Kedua belah bibirnya seketika mengerucut. Ada rasa takut yang kembali menyeruak. Ia belum siap untuk kembali ditinggalkan.
“Emang Embun mau ke mana?” tanyanya berpura-pura tak mengerti dengan kalimat terakhir yang disampaikan sang ibu.
“Farza kan sudah paham, tidak ada yang abadi di dunia ini kan? Kita pasti akan kembali padaNya, tidak harus menunggu tua, tidak harus sakit terlebih dahulu...”
“Ini hanya kekhawatiran Embun aja. Harapannya, kita bisa kembali berkumpul. Meskipun nanti hanya tinggal bertiga. Tapi, kalaupun tidak sempat, setidaknya kamu sudah tahu yang sebenarnya. Kamu masih punya keluarga. Masih ada kakak yang akan menemani kamu...” lanjut Kirana. Tangannya meraih kepala Farzana. Mengelusnya dengan lembut. Tak ada sahutan. Sosok yang dibelainya dengan lembut dan penuh sayang sedang tenggelam dalam lautan tanya. Hatinya berisik, membuatnya terusik. Namun, ia memilih diam. Belum sanggup untuk menyuarakan segudang tanya dengan benar.
Farzana masih mematung dengan selembar foto yang baru saja berhasil ditemukannya dalam lembaran album lamanya. Matanya menatap seorang anak kecil yang berdiri berdampingan dengannya. Ia baru sadar sosok yang dibekukan kamera dalam selembar gambar itu begitu mirip dirinya. Hanya saja, anak itu sudah lebih tinggi dari Farzana. Bukan ia menolak memiliki kakak, hanya saja ini terlalu tiba-tiba baginya. Ia hanya tidak tahu bagaimana ia harus merespon dengan benar. Ia pun tidak tahu bagaimana mendeskripsikan segala rasa yang kini bersenyawa dalam dirinya.

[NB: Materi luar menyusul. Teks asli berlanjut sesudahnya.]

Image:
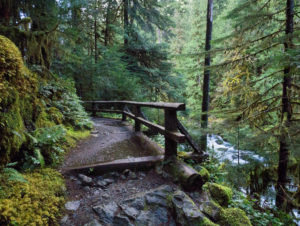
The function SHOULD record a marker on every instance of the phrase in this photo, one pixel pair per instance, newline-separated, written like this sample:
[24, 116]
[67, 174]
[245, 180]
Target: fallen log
[197, 157]
[188, 177]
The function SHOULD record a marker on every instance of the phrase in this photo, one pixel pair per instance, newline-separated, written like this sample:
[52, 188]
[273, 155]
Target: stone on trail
[85, 179]
[155, 207]
[101, 183]
[212, 210]
[187, 213]
[72, 205]
[93, 223]
[109, 181]
[107, 212]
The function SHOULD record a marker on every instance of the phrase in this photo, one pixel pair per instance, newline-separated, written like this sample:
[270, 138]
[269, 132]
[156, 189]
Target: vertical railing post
[137, 124]
[93, 109]
[170, 125]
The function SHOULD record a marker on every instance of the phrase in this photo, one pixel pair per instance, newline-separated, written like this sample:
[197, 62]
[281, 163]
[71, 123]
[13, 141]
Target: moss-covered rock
[204, 174]
[38, 202]
[234, 217]
[18, 88]
[208, 222]
[221, 194]
[11, 130]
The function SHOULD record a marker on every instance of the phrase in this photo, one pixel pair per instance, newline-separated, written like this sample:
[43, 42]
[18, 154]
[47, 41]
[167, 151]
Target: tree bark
[286, 114]
[107, 24]
[206, 78]
[126, 22]
[95, 37]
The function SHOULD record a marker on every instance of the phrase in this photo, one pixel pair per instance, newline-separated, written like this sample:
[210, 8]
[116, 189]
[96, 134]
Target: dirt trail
[111, 139]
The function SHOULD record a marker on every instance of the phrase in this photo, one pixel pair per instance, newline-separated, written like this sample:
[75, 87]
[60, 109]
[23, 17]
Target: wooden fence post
[170, 125]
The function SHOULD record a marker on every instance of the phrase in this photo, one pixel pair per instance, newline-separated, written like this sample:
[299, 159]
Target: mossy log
[197, 157]
[189, 178]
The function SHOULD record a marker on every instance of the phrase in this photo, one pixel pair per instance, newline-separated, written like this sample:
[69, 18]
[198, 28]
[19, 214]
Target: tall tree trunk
[126, 22]
[205, 98]
[107, 24]
[95, 39]
[286, 111]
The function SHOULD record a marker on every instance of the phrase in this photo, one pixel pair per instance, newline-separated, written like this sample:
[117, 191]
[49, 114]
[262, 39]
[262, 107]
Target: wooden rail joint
[171, 125]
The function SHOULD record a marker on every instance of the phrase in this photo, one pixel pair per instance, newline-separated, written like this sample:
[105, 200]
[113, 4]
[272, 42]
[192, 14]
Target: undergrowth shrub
[37, 202]
[61, 95]
[45, 147]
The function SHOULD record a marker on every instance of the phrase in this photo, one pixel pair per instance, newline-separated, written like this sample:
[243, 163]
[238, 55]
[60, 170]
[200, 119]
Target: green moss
[208, 222]
[44, 120]
[221, 194]
[11, 130]
[204, 174]
[234, 217]
[74, 135]
[38, 202]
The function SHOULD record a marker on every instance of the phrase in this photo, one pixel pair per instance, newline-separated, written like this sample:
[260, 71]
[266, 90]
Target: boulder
[85, 179]
[186, 211]
[221, 194]
[234, 217]
[106, 213]
[94, 222]
[211, 209]
[72, 205]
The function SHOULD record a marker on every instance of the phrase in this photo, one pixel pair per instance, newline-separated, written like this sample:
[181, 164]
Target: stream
[240, 164]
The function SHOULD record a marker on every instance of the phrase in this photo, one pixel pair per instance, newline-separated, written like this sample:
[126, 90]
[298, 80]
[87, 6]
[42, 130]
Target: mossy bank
[40, 118]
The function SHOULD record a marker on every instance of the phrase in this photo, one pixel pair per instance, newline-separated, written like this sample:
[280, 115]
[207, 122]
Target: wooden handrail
[170, 129]
[161, 105]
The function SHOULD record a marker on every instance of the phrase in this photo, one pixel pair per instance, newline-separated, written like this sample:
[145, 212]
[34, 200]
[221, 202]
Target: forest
[235, 64]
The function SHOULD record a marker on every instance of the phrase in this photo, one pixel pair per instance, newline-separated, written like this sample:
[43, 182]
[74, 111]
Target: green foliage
[45, 147]
[265, 217]
[220, 193]
[234, 217]
[37, 202]
[10, 174]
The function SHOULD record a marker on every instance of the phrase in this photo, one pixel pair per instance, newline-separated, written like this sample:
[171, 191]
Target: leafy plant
[10, 174]
[45, 147]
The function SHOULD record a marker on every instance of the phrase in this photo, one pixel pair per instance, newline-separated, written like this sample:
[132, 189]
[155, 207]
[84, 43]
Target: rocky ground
[137, 197]
[145, 198]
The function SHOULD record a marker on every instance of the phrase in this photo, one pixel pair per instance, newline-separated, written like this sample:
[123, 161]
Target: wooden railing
[173, 130]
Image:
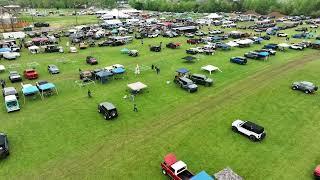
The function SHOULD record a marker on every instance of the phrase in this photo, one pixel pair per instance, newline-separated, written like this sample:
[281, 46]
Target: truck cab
[177, 170]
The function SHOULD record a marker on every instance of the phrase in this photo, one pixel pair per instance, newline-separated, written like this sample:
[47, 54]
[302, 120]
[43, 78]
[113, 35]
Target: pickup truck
[177, 170]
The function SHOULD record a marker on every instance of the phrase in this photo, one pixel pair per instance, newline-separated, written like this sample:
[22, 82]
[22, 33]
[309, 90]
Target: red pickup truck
[30, 74]
[177, 170]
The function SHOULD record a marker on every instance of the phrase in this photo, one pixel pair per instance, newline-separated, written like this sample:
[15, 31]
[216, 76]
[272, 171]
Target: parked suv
[250, 129]
[201, 79]
[305, 86]
[14, 76]
[4, 147]
[108, 110]
[186, 83]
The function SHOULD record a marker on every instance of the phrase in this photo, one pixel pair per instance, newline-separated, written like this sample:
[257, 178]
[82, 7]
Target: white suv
[250, 129]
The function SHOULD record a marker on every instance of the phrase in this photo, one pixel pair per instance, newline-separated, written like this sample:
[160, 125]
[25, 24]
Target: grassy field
[56, 21]
[63, 136]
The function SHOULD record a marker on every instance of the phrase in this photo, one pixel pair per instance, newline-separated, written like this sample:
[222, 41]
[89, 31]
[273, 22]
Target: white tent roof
[15, 35]
[210, 68]
[137, 86]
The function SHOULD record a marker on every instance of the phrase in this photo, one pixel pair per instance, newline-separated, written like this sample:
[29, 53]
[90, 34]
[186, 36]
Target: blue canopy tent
[29, 90]
[202, 176]
[47, 89]
[103, 76]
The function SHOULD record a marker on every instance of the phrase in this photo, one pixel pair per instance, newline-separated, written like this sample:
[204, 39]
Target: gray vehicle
[53, 69]
[305, 86]
[201, 79]
[186, 84]
[14, 76]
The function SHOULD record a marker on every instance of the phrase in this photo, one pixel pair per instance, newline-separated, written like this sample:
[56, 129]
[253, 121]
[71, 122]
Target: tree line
[60, 4]
[287, 7]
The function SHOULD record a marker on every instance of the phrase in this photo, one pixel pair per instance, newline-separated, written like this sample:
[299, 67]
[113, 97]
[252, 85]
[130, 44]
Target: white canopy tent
[210, 68]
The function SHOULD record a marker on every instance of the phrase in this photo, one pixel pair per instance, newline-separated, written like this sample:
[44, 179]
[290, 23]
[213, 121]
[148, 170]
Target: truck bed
[185, 175]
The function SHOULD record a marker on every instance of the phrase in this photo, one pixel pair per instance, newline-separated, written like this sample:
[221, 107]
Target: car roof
[186, 79]
[2, 138]
[254, 127]
[200, 75]
[108, 105]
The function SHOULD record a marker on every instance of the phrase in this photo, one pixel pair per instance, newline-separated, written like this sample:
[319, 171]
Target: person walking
[135, 109]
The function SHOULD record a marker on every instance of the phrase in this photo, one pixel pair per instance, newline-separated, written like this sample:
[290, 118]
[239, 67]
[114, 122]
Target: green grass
[56, 21]
[63, 136]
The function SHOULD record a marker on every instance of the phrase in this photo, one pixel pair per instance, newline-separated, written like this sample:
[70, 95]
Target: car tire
[234, 129]
[252, 138]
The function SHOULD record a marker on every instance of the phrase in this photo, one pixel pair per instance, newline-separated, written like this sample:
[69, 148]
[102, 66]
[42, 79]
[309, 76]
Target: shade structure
[210, 68]
[103, 76]
[182, 71]
[124, 50]
[202, 176]
[29, 90]
[137, 86]
[118, 70]
[47, 87]
[189, 58]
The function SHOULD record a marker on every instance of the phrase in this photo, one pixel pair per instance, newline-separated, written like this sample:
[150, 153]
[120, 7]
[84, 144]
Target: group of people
[156, 68]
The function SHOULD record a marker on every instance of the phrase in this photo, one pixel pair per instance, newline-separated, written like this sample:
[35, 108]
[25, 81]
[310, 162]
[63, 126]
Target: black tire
[252, 138]
[234, 129]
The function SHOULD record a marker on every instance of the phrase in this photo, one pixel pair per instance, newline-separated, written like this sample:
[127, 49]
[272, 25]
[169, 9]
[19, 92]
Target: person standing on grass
[135, 109]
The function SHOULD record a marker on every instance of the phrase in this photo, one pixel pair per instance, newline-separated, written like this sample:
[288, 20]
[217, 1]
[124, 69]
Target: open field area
[63, 136]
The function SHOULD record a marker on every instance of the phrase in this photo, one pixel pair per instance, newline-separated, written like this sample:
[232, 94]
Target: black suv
[108, 110]
[186, 84]
[4, 147]
[201, 79]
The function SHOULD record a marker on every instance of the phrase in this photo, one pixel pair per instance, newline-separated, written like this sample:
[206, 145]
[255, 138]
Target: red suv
[30, 74]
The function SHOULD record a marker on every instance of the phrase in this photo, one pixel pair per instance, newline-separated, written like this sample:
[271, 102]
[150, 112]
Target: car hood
[192, 86]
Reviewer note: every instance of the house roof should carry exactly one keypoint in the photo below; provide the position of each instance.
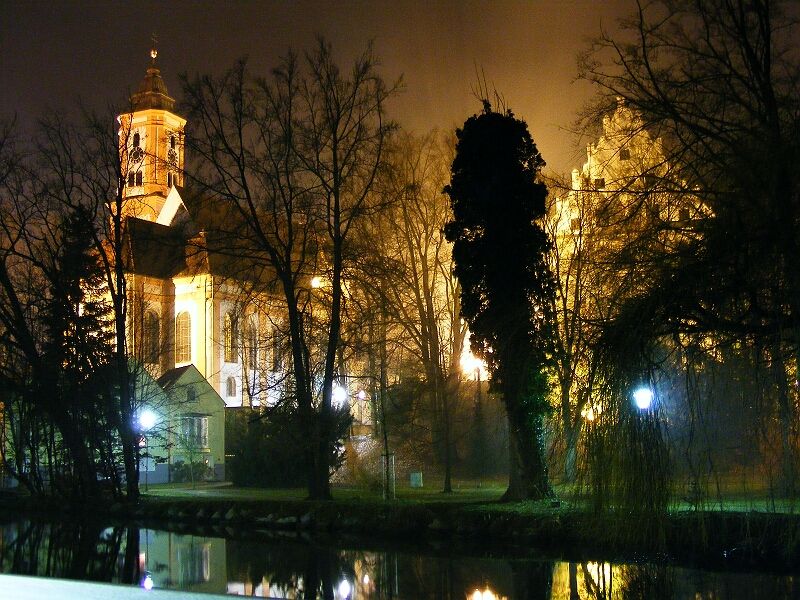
(171, 377)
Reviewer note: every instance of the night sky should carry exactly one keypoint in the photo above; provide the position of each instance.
(54, 52)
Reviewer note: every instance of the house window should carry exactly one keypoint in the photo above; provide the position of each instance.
(152, 334)
(183, 338)
(194, 431)
(230, 338)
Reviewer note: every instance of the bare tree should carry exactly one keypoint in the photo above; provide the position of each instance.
(409, 263)
(718, 82)
(294, 158)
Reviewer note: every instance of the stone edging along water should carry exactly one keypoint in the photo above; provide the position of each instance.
(760, 541)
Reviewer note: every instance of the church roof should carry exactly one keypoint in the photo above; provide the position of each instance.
(152, 91)
(154, 250)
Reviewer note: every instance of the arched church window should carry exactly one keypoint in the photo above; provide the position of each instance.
(230, 338)
(152, 332)
(251, 339)
(183, 338)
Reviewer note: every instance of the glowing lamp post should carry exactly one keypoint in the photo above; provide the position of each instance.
(338, 396)
(343, 590)
(643, 398)
(486, 594)
(147, 420)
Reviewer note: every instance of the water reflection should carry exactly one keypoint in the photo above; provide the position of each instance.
(289, 569)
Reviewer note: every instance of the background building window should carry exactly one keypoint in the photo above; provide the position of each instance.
(183, 338)
(230, 338)
(152, 333)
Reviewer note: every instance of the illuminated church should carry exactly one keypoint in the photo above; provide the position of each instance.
(188, 298)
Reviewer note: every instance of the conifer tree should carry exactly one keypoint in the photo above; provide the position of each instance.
(499, 251)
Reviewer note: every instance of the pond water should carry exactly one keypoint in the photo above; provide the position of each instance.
(284, 567)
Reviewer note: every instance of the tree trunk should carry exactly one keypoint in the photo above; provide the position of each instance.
(527, 466)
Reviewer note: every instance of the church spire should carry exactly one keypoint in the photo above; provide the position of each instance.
(152, 91)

Namun, inilah semesta yang banyak menghimpun rahasia. Menghadirkan kejuatan demi kejutan yang menjadi ketentuan dan ketetapan dari yang Maha Sempurna Pembuat Cerita. Lalu, seberapa siapkah kita menerimanya? Pada akhirnya, segala yang terjadi adalah sebagai pembuktian seberapa besar kebergantungan kita kepadaNya?